As she continued to learn—turning down a Berklee scholarship to study at the University of Cape Town—she came to know just how crazy she needed to be. She focused on feeling over function in her compositions and asked herself, “Do I want it to sound eerie? Rigid? Classical? Ethereal?”

“Sometimes I’ll compose on an instrument I don’t play well, like guitar, to help me think differently,” she says. “Writing like that is so exciting.”

Ntuli began playing in clubs around South Africa, but a friend pushed her to record an album—which, he said, was just a musician’s business card for festival organizers and talent buyers to book more shows. Her debut album, 2014’s The Offering—named like it was a wink at promoters—was a lot more than a business card. It was a sprawling, space-jazz epic, with Ntuli’s voice fluttering atop beautiful, piano-led compositions. Each album that followed flew even higher, becoming more complex, more layered, more orchestrated.

It’s particularly telling, then, that producer and bandleader Niño got in touch with Ntuli after seeing a loose, impromptu video she posted on Instagram of a pre-performance soundcheck. Niño—who is best known for his work as Carlos Niño & Friends, a collective that has included André 3000 and Kamasi Washington—suggested they collaborate. And Ntuli took him up on the offer when she happened to be in Los Angeles for a show.
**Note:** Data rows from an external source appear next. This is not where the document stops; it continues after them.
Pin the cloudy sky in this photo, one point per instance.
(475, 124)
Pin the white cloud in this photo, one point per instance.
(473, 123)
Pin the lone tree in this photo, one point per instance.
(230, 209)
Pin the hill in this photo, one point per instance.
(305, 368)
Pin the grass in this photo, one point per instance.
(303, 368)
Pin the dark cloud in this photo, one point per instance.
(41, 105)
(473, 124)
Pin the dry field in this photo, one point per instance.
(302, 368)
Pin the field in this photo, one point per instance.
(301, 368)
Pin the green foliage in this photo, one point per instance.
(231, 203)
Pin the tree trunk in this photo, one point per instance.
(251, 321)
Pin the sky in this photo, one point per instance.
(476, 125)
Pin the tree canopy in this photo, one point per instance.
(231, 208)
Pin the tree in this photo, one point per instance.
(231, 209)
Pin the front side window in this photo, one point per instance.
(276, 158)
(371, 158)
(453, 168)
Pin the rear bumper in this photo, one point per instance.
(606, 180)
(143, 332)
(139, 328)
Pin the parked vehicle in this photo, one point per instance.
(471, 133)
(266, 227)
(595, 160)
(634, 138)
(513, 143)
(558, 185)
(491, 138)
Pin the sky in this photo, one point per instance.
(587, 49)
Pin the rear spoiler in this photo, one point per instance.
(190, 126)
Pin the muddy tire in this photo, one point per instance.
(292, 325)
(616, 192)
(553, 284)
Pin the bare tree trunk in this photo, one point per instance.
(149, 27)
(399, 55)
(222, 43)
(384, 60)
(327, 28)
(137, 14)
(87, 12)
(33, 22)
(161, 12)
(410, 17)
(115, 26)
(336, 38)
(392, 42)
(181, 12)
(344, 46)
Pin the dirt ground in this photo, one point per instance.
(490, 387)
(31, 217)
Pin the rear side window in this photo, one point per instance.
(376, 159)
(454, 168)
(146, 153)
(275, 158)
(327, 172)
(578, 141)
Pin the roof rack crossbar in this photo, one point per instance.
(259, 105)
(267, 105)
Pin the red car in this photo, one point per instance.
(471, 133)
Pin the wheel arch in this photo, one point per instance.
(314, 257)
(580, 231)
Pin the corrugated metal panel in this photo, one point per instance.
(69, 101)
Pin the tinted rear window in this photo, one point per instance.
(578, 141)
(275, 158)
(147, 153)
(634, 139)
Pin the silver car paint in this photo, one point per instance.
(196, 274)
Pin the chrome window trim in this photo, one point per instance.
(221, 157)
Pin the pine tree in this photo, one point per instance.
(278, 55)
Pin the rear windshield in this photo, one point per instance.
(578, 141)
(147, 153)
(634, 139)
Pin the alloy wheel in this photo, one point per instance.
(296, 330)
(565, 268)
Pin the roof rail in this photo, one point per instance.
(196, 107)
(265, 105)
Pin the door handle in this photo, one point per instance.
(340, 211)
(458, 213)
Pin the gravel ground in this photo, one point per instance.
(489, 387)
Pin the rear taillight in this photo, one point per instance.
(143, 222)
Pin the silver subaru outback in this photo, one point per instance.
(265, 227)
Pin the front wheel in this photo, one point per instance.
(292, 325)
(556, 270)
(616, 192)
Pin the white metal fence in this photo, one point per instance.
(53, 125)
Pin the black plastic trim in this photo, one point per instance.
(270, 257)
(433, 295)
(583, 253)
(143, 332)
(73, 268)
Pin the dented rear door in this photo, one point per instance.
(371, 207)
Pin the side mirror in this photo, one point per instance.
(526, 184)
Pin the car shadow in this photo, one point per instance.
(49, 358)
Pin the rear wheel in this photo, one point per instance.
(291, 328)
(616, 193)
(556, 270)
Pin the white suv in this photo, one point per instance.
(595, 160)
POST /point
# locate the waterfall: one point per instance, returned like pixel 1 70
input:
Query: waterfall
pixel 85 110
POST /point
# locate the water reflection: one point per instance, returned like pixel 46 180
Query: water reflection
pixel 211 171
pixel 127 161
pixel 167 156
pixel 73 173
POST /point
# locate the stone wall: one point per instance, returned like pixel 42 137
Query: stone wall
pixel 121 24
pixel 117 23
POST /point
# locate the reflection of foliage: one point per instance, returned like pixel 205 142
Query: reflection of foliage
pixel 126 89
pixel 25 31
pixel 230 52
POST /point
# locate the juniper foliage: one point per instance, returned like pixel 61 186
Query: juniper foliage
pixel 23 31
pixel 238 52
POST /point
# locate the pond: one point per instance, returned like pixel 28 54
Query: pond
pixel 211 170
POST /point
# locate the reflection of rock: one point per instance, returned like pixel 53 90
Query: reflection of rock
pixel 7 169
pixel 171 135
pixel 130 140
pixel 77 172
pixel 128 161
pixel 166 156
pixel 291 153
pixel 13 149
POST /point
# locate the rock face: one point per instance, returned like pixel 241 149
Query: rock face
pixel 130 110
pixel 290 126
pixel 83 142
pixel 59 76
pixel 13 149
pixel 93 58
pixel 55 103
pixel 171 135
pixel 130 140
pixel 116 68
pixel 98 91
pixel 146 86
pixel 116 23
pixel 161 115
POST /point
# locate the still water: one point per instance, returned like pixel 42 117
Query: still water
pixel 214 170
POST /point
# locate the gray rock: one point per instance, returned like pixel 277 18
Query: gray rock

She was a bit nervous when she arrived, not sure what to expect. But, without preparing any full compositions, the pianist just sat down and started playing— and Niño began recording.

“I said to myself, ‘I know how to be one with the piano.’ And I surrendered to what wants to be played. I played different melodies and motifs and expanded them—it was repetitive, like a mantra,” she says. “That’s how I open up. The more I stay in a groove, the more I can expand. That’s where my improvisation grows from.”

She toyed with her composition “Rainbow,” stripping it down, repeating the melody and singing freely—exploring new space within a song she knew so well. She also played a melody she remembered from childhood— “Nomayoyo (Ingoma ka Mkhulu),” a favorite of her grandfather’s that she’d sung with her family countless times before but had never recorded. Then, she dipped into some slow, meditative playing, letting her fingers fly up and down the keyboard.

At the end of the session, she wasn’t quite sure what she’d created. She packed up and left—her music was in Niño’s hands now. And over the course of the months, then years that followed, he slowly but steadily chipped the recordings down into songs. He tucked two collaborative recordings—“Voice and Tongo Experiment” and “Breath and Synth Experiment”—into Ntuli’s beautiful solo playing, and they called the album Rainbow Revisited.

For Ntuli, the album is comprised of excerpts from a day of pure creation and improvisation. The experience helped her reach back to her grandfather’s passed-down gift of making music simply to cause joy.

“My grandfather’s music connects me to something bigger than me, older than me, greater than me,” she says. “It makes me belong and speak to a greater tradition than my own. It connects me directly to Sophiatown.”